In the preceding chapter we got a rough idea of how you create an InfoView. Here, we'll see what you do with it once it has been created.

 

The basic operations are actually quite simple:

Create new items of various kinds
Adjust the items on the InfoView form

 

Let's start by creating the most basic but nonetheless functional InfoView to demonstrate at least some of the above. For the following example, we'll be basing our InfoView on the Contacts table, but any table would do just fine.

 

First, we are assuming that a new InfoView record has been created in the InfoView sub-grid under the Contacts table (as described in the previous chapter). Let's open the new blank InfoView form by double-clicking its record, and let's place it wherever it won't be obstructed by the FieldView form.

 

FieldViewWithNewInfoViewEmpty1

 

To create a minimally useful InfoView, we must place some fields on it. Placing a field on an InfoView form is an easy-to-follow 14-step process. Just kidding. It's a one-step process, of course. Drag the field you want to place onto the InfoView and drop it roughly where you want it. That's all! You can also double-click the field in the Fields grid and it will be added to the bottom of whatever may already be in the InfoView. Whichever way you prefer, it's a snap. As soon as you place the first field on the InfoView (let's start with the Contacts table's ID field just to follow some sequence), the InfoView starts to look like... well, like a real InfoView:

 

FieldViewWithNewInfoViewEmptyDraggingIntoIt2

 

You got the DataNav bar at the top plus whatever Control happened to correspond to the field you just added to the form, possibly accompanied by a Caption label.

 

Let's add the rest of the fields, or at least some of them to keep the ID field company. Drag-and-drop or double-click CreationDate, LastModificationDate, Author, Subject, Category, and whatever else you want: the Controls get added to the form, so it starts to look even more like "the real thing":

 

FieldViewWithNewInfoViewWithSeveralFields

 

At its very simplest, that's it!
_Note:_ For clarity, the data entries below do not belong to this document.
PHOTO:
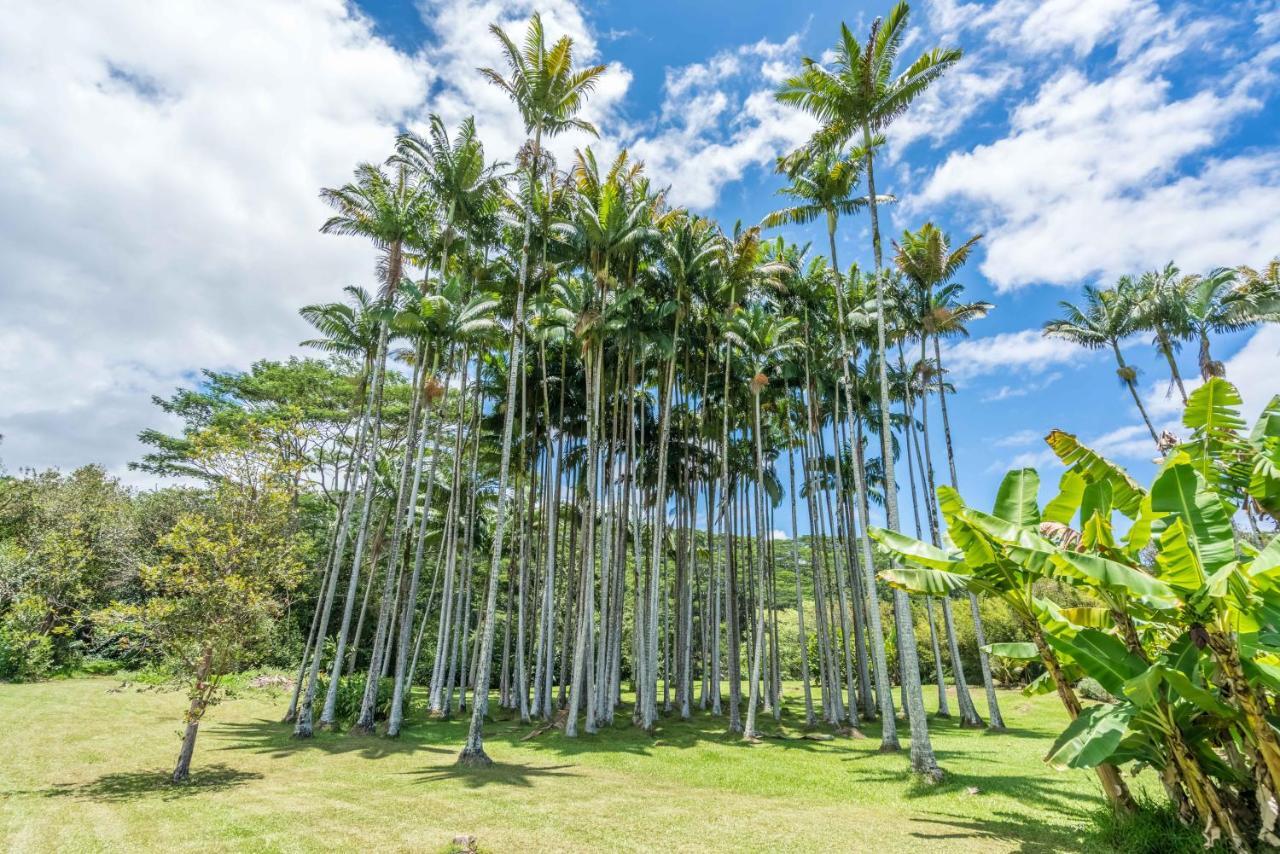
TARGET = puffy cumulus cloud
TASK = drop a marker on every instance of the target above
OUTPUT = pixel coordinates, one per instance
(1110, 172)
(720, 118)
(1052, 26)
(159, 177)
(1251, 369)
(462, 42)
(1086, 183)
(1025, 352)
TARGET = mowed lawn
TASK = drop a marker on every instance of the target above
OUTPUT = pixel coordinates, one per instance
(83, 767)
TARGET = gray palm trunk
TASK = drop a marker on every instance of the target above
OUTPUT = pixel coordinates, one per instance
(378, 661)
(795, 563)
(923, 761)
(330, 702)
(1127, 378)
(993, 718)
(888, 725)
(472, 752)
(753, 699)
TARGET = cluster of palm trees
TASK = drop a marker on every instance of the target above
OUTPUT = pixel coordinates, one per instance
(606, 391)
(1174, 307)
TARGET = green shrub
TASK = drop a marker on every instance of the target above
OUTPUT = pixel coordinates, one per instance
(1152, 830)
(351, 693)
(1091, 689)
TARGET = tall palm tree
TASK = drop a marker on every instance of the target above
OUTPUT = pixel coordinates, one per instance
(388, 211)
(1106, 318)
(862, 94)
(1215, 304)
(929, 264)
(823, 185)
(764, 337)
(548, 92)
(1161, 310)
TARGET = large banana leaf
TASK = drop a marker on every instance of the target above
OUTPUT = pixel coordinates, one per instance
(1175, 562)
(1014, 651)
(1101, 656)
(1091, 739)
(1093, 467)
(915, 552)
(1016, 499)
(1182, 492)
(1212, 409)
(927, 581)
(1070, 492)
(1116, 578)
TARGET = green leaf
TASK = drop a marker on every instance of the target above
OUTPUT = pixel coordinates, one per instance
(1269, 423)
(1091, 617)
(1176, 562)
(1101, 656)
(1091, 739)
(1070, 491)
(1265, 567)
(1182, 492)
(1016, 498)
(1211, 407)
(1015, 651)
(1116, 578)
(915, 552)
(927, 581)
(1093, 467)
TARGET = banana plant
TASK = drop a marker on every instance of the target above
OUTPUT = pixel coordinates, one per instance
(1185, 635)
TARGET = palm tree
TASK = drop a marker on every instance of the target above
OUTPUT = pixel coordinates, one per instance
(1107, 318)
(548, 91)
(860, 94)
(1161, 309)
(823, 185)
(764, 337)
(389, 213)
(928, 263)
(1215, 304)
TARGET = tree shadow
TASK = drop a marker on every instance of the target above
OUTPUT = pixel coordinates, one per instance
(115, 788)
(1032, 837)
(504, 773)
(275, 739)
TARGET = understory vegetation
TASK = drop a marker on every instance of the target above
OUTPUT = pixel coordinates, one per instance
(531, 498)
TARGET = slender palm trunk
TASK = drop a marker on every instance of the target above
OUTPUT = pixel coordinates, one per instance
(993, 718)
(472, 753)
(923, 761)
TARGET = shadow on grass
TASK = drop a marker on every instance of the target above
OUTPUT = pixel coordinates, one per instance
(115, 788)
(1033, 837)
(275, 739)
(503, 773)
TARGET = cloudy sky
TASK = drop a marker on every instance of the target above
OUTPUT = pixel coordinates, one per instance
(160, 164)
We have just created a perfectly usable, albeit extremely primitive InfoView. We can save it at any time by clicking the Save InfoView Form button BarDgnSaveInfoView it will be enabled for InfoViews that have been modified and thus need saving.

 

Note that the Author edit box doesn't look the same in Designer and Alventis: in the former, it simply displays the User ID, while in the latter, it displays the corresponding User Name. All other items look and work the same in both applications.

 

The above procedure for "implementing" fields on an InfoView form may be simple and effective, but there's one other way we'd like to mention before we move on to the fun stuff. You can place all fields of a table onto an InfoView in one shot by dragging the table itself onto the InfoView. Instead of dragging a field from the Fields grid, you'd simply drag the table from the Tables grid and all fields get created for you one underneath the other. You can then re-arrange them whichever way you like, but this is what the next chapter is about.

 

An InfoView may be based on a single "main" table. This means, in particular, that you cannot freely mix tables within a single InfoView form: you can only add fields of the table the InfoView is already based on. A field from some other table will not be accepted. Relational InfoViews present all sorts of exceptions to the above rule, but we'll deal with Relationality later.